Os músicos têm por antagonista a Associação Nacional dos Editores de
Livros (Anel), que move desde 2012 no Supremo Tribunal Federal (STF) uma
Ação Direta de Inconstitucionalidade questionando a obrigatoriedade do
consentimento dos biografados. A corte deve realizar em novembro
audiência pública para discutir o tema.
Depois de Chico quebrar o silêncio e publicar artigo no jornal "O Globo"
na quarta-feira (16) defendendo o direito à privacidade de Roberto
Carlos, que conseguiu banir livro a seu respeito em 2007, a reportagem
foi procurá-lo para pedir detalhes sobre o alinhamento do compositor à
agenda do Procure Saber. Esperou nos arredores do prédio dele por quase
oito horas no primeiro dia, em vão. Mais tarde, o assessor do músico
diria, por e-mail, que ele havia decidido não dar entrevistas, "pois o
assunto já o distraiu bastante do processo de criação do novo livro".
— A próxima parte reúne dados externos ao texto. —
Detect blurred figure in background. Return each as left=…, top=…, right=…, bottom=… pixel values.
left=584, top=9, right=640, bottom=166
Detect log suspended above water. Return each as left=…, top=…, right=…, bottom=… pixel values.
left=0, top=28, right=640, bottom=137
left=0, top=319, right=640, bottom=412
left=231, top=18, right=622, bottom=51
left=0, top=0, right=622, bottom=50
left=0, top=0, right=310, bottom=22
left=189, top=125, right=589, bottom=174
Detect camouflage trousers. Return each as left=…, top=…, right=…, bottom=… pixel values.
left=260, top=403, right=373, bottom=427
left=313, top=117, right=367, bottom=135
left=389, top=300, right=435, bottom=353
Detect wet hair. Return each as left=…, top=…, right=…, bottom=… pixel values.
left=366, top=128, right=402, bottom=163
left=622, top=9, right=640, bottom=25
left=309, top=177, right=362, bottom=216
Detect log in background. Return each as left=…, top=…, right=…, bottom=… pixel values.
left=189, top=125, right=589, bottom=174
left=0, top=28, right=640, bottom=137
A reportagem, no entanto, decidiu perseverar na vigília, talvez se
aferrando ao sofisma costurado por Chico e Ruy Guerra à letra de
"Bárbara": "Nunca é tarde, nunca é demais". Voltou, pois, ao posto de
sentinela no dia seguinte. Passaram por ali turistas severamente não
francófonos pedindo informações sobre a localização da vizinha
Notre-Dame e um ou outro interessado nas pechinchas da também vizinha
imobiliária (com destaque para o apartamento de 70 m² na Ile ela mesma,
em edifício do século 18, a R$ 2,95 milhões).
Até que Chico apareceu a metros do portão de entrada de seu edifício,
passo apressado, edição do "Le Monde" sob a axila, óculos de lente
fosca. Só respondeu à reportagem ao terceiro "Chico!". Resistiu de
início, dizendo já ter se pronunciado por intermédio do artigo. Mas
acabou falando por quase oito minutos.
Leia abaixo a entrevista.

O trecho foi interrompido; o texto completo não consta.